I always thought that I knew as
much as any Earth-born person about the Outward Voyager and what
had happened to the people who had lived on it. Everyone knew about
the landing, it was such a sensation, but there was so much hype
and confusing publicity that a lot of the things people now believe
are not actually true. We know why they were abducted, it was part
of some grand scientific experiment by the ObLaDas to study
intelligent life in our galaxy, but we know very little about the
abduction itself. People, I forget exactly how many, and dogs of
course, were taken from some isolated villages in northern Germany
around the year 650. They and their descendants lived and traveled
through space for nearly fifteen hundred years. Grandfather told me
stories of his life on the ship, which is why I thought I knew more
than other people. He said that their habitat was like a sprawling
hotel that was built inside a windowless warehouse. I still cannot
imagine living all my life in such a place, but they did, and those
people must have adjusted to it because DePat said that very few
were willing to be returned to Earth when the time came. Why their
alien masters chose to return a few of them to Earth, no one knows,
not even DePat, or so he had always claimed.
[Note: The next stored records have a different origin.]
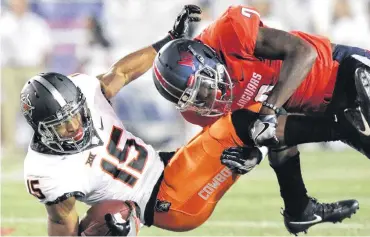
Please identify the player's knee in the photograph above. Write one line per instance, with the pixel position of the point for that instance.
(278, 156)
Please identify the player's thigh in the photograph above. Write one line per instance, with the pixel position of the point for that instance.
(278, 156)
(195, 180)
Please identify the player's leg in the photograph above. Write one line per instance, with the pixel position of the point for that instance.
(352, 92)
(301, 211)
(195, 180)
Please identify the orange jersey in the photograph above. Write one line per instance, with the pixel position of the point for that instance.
(195, 180)
(233, 36)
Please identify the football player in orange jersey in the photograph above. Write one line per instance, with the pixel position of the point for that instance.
(239, 63)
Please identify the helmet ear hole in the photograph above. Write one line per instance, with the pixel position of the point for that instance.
(207, 54)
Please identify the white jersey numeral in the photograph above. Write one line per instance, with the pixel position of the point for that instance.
(247, 12)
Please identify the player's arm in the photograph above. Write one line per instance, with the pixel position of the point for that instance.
(63, 218)
(298, 58)
(136, 64)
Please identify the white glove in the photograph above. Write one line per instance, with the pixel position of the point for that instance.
(263, 131)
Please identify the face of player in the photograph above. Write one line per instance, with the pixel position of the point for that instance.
(210, 95)
(71, 128)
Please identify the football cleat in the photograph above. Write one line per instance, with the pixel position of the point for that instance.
(317, 212)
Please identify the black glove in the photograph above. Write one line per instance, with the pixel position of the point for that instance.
(182, 21)
(241, 160)
(129, 227)
(263, 131)
(116, 228)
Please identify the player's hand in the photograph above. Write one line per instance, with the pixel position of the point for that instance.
(182, 21)
(263, 131)
(120, 227)
(241, 160)
(117, 228)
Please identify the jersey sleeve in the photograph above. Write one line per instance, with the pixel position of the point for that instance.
(52, 190)
(54, 179)
(235, 32)
(245, 22)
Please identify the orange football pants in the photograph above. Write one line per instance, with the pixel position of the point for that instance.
(195, 180)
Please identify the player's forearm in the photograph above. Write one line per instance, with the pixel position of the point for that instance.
(298, 129)
(62, 228)
(295, 68)
(130, 68)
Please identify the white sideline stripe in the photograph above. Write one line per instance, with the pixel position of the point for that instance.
(243, 224)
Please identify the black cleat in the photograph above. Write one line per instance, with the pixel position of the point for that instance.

That was not true. He does know.
He was the only person who did, until he told me. I will never
forget that day because it changed my life. I was nearly twenty
when I received a message from Hali Umballa, the daughter of one of
the other Voyagers and DePat’s sometime helper. DePat requested a
formal appointment with me, Michael DePat Kiefer, grandson, college
student of undeclared major with somewhat average grades, to meet
with him in his home office on the evening of 14 April 2126. This
struck me as being a bit odd because I often stopped by and talked
with him, at least once a week, and had been doing so for as long
as I could remember. So why was it necessary to set up an
appointment? I knew the old guy. He would not do anything without a
reason and I was not sure that I wanted to hear it.
I had always been close to my
grandfather. He took time to talk with me even when I was small. I
liked to hear his stories and always asked a lot of questions. He
always seemed to make time for me, even when he was very busy. I
never quite understood this attention, but recently he seems have
become distracted. He looks off into the distance when he talks. I
feel that he is struggling with some problem, from his body
language perhaps, I am not sure. He might again be on the dangerous
side of being a Voyager.
As I walked toward his house that
day the wind was strong, not a quick urgent wind that precedes a
storm, but a persistent wind, a wind that would continue for some
time only to die down in its determined place. I arrived early on
that fourteenth of March. Hali and a man were already there
waiting. They scanned me for bugs. DePat was in his office, they
said, but I should call him before going back there. All this
protocol was strange and getting stranger. I made the call.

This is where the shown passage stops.